En cualquier caso, la SEEN no recomienda medir calcifediol en personas sin factores de riesgo, ni la suplementación sistemática con preparados farmacológicos en adultos menores de 50 años para mejorar la salud ósea. Tampoco existe evidencia para el uso de suplementos con el fin de obtener beneficios ante otras patologías. “Hay poquísimos estudios de calidad en los que se dé vitamina D y se corrijan esas enfermedades, la mayoría se han diseñado de forma errónea”, critica Jódar. Quesada coincide: “Todos los ensayos que se han hecho en estos cien años están mal diseñados”. Según expone, se estudia la vitamina D como si fuera un medicamento, no un nutriente, y los estudios se hacen en personas que tienen niveles normales, en quienes añadir más no puede mejorar nada.

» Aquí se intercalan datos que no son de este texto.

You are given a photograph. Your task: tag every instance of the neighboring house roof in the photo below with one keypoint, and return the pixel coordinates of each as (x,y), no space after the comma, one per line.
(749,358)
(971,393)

En efecto, la investigación sobre los suplementos vitamínicos arroja resultados dispares. En 1980, una publicación del International Journal of Epidemiology propuso que podrían proteger contra el cáncer de colon tras constatar que su mortalidad era más alta en lugares con menos luz natural, como grandes ciudades y zonas rurales de latitudes altas. Según una reciente revisión publicada en Nutrients, “muchos estudios experimentales en células cultivadas y modelos animales han descrito una amplia gama de efectos anticancerígenos”, aunque “los ensayos clínicos han proporcionado un apoyo limitado a esta hipótesis”. Por ejemplo, uno de ellos, publicado en NEJM, concluyó en 2019 que los suplementos no disminuían la incidencia de cáncer invasivo o eventos cardiovasculares. Otra investigación publicada en The BMJ encontró un efecto protector contra infecciones respiratorias agudas, pero en especial en quienes tenían déficits importantes. Quesada ha estudiado su efecto en infecciones por coronavirus y defiende que niveles bajos de calcifediol asocian mayor riesgo de infección, gravedad y mortalidad por covid-19, pero instituciones como los Institutos Nacionales de Salud (NIH) estadounidenses o el NICE británico aseguran que no está justificado tomar vitamina D solo para prevenir o tratar esta infección. Sin embargo, una reciente revisión sistemática de The Journal of Clinical Endocrinology and Metabolism concluía que sí reducen el riesgo de fractura de cadera, si bien “los individuos de alto riesgo, como los mayores, los institucionalizados o los que tienen bajo nivel de vitamina D, pueden ser los más beneficiados”. Ante la incertidumbre, Quesada insiste en que habría que seguir el ejemplo nórdico y suplementar con vitamina D alimentos básicos para toda la población, del mismo modo en que se añade yodo a la sal para garantizar que la tiroides forme sus hormonas: “Mientras se va demostrando si tener buenos niveles de calcifediol previene el cáncer, la enfermedad cardiovascular o las caídas, llevemos a nuestra población a cifras adecuadas”.